Revisionistas del Holocausto
La mutación de una memoria que creíamos intocable
Hay frases que, leídas sin firma, activan reflejos automáticos. Cuando alguien sostiene que los jóvenes ya no pueden comprender los hechos porque están saturados de imágenes de violencia; que la enseñanza del Holocausto comienza a resultar contraproducente; que la proliferación de videos de “carnicería” vuelve obsceno cualquier intento de introducir datos, información o argumentos; que una imagen termina valiendo más que mil cifras, explicaciones o justificaciones —incluso morales—; que ese predominio visual empuja a leer la historia como una escena elemental entre poderosos y débiles, donde los primeros aparecen siempre como crueles y los segundos apenas como sobrevivientes, la pregunta surge casi sola: ¿quién habla así?
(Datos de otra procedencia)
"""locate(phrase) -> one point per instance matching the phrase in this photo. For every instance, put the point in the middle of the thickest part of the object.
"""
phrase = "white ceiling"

La imaginación ensaya respuestas previsibles. Podría ser un revisionista europeo cansado de la llamada “industria de la memoria”. Podría ser un neonazi de nuevo cuño, molesto porque Auschwitz sigue ocupando demasiado espacio simbólico. Podría ser un predicador cristiano antisionista que acusa al Holocausto de haber sido convertido en arma política. Incluso podría ser un propagandista árabe que sostiene que esa tragedia ya no conmueve porque hoy hay otras víctimas en pantalla.
Pero no.
La autora y el problema
Las frases no provienen de ningún antijudío, antisemita ni antisionista. Las pronuncia Sarah Hurwitz, intelectual sionista estadounidense, formada en la burocracia cultural y política de la diáspora liberal, conocida por haber sido redactora principal de los discursos de Michelle Obama durante la presidencia de Barack Obama. Hurwitz viene desarrollando estas ideas en ensayos y conferencias públicas desde 2019, pero las formuló de manera explícita hace apenas unas semanas, durante un congreso de organizaciones y lobbies judíos en Estados Unidos, al reflexionar sobre lo que considera los límites —y ahora los efectos contraproducentes— de la pedagogía contemporánea del Holocausto.
El dato es central: no está denunciando la negación del Holocausto, sino su fracaso operativo.
El Holocausto como crédito moral
Durante décadas, el Holocausto funcionó como un crédito moral de alcance casi ilimitado. No solo como memoria histórica —indiscutible—, sino como argumento de cierre: una reserva ética capaz de suspender comparaciones, desactivar críticas y fijar un umbral infranqueable para la discusión política. También fue, conviene decirlo sin rodeos, una fuente sostenida de legitimidad material: enormes flujos de dinero provenientes de Alemania y, en menor medida pero no menos decisivos, de los Estados Unidos, acompañados por un suministro permanente de armamento. Ese capital simbólico permitía sostener, casi sin fisuras, consignas autoproclamadas como la de las Fuerzas de Defensa de Israel como “el ejército más moral del mundo”.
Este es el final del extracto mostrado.